In [None]:
import numpy as np
import matplotlib.pyplot as plt
%matplotlib inline
from datetime import datetime, timedelta

# We will explore statistics looking at these packages
import pandas as pd
import seaborn as sn
import statsmodels.api as sm

### Datasets

We will look at two datasets. First the [Goddard Institute for Space Studies surface temperature analysis dataset from NASA](https://data.giss.nasa.gov/gistemp). There are many intersting products here; we will look at zonal mean temperature anomalies. The 'base' period that defines the mean is 1951 through 1980.

In [None]:
url = 'https://data.giss.nasa.gov/gistemp/tabledata_v3/ZonAnn.Ts+dSST.csv'
df_zonal = pd.read_csv(url, index_col=0, parse_dates=True)

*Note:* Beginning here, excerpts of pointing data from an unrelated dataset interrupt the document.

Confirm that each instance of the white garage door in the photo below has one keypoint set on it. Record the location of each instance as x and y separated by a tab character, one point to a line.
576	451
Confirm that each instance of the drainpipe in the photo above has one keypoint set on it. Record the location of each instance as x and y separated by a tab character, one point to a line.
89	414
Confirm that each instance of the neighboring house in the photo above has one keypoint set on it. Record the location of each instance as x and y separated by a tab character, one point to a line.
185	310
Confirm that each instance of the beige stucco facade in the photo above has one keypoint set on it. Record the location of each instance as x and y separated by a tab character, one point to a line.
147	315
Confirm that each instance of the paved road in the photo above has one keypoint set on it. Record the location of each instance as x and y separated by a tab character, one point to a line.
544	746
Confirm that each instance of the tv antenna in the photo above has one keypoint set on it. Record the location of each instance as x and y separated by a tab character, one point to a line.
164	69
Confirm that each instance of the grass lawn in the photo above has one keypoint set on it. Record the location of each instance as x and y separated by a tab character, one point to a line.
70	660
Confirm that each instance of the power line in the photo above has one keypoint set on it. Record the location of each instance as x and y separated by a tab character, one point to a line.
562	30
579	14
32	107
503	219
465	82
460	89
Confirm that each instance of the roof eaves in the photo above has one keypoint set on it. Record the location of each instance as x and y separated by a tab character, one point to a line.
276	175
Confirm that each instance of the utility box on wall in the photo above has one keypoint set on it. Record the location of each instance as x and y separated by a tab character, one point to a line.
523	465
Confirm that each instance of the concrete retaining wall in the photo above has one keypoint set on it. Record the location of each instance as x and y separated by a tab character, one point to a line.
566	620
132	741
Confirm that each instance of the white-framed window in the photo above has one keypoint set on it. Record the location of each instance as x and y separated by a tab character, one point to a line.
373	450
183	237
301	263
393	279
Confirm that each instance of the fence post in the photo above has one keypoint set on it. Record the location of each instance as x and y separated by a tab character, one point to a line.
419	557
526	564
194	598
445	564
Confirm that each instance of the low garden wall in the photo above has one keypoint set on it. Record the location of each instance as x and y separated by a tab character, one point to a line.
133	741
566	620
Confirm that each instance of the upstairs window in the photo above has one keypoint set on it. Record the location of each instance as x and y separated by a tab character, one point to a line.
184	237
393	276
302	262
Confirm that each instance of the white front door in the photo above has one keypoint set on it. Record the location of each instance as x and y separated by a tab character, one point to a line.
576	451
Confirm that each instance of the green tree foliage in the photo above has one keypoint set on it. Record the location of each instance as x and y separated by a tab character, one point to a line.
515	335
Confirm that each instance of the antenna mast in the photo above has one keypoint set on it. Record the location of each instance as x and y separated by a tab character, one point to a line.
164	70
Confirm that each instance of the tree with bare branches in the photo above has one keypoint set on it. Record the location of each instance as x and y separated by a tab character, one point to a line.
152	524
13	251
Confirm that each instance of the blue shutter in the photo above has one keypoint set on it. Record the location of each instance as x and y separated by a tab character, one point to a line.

# The `describe` method is a good way to get an idea of the statistical
# properties of a variable or dataset.
df_zonal['Glob'].describe()

In [None]:
df_zonal.describe()

The second dataset will be [monthly mean temperature data for states](https://www1.ncdc.noaa.gov/pub/data/cirs/climdiv/climdiv-tmpcst-v1.0.0-20170404) published by NOAA. The [README file for this dataset](https://www1.ncdc.noaa.gov/pub/data/cirs/climdiv/state-readme.txt) describes the mangled time, location, and category code in the first column. They also have a [wide range of data available](https://www1.ncdc.noaa.gov/pub/data/cirs/climdiv/).




In [None]:
# Region IDs according to the README file. A new first value 'null' has been
# added so that the index of the list will corresond to the code (i.e., 'Alabama' is 001)
# We will only deal with the contiguous 48, so other regions are ignored.
Region_ID = ['null', 'Alabama', 'Arizona', 'Arkansas', 'California', 
             'Colorado', 'Connecticut', 'Delaware', 'Florida', 'Georgia', 'Idaho', 
             'Illinois', 'Indiana', 'Iowa', 'Kansas', 'Kentucky', 'Louisiana', 'Maine', 
             'Maryland', 'Massachusetts', 'Michigan', 'Minnesota', 'Mississippi', 
             'Missouri', 'Montana', 'Nebraska', 'Nevada', 'New Hampshire', 'New Jersey', 
             'New Mexico', 'New York', 'North Carolina', 'North Dakota', 'Ohio', 
             'Oklahoma', 'Oregon', 'Pennsylvania', 'Rhode Island', 'South Carolina', 
             'South Dakota', 'Tennessee', 'Texas', 'Utah', 'Vermont', 'Virginia', 
             'Washington', 'West Virginia', 'Wisconsin', 'Wyoming']

In [None]:
import urllib.request # use this package to read html files as text

url = 'https://www1.ncdc.noaa.gov/pub/data/cirs/climdiv/climdiv-tmpcst-v1.0.0-20170404'
with urllib.request.urlopen(url) as f:
   html = f.read()  # the entire file as a single string

lines = html.split(b'\n')  # split into lines. The 'b' is needed since the 'string' is actually
                           # defined as a 'bytes' object, that could contain special characters


In [None]:
times = {state:[] for state in Region_ID}
monthly_temp = {state:[] for state in Region_ID}

for line in lines:
    data = line.split()
    if not data: 
        continue
    
    # First parse the first element into state, division, element, and year according 
    # to the README file
    state_code = int(data[0][:3])
    if state_code > 48:  
        continue # ignore regions outside the contiguous 48.
    state = Region_ID[state_code]
    division = int(data[0][3])  # Zero for area-averaged element. We won't use this
    element = int(data[0][4:6]) # Should all be 02 (average temperature) for this dataset
    year = int(data[0][6:])
    
    monthly_temp[state] += [float(temp) for temp in data[1:]]
    times[state] += [datetime(year, month, 15) for month in range(1, 13)]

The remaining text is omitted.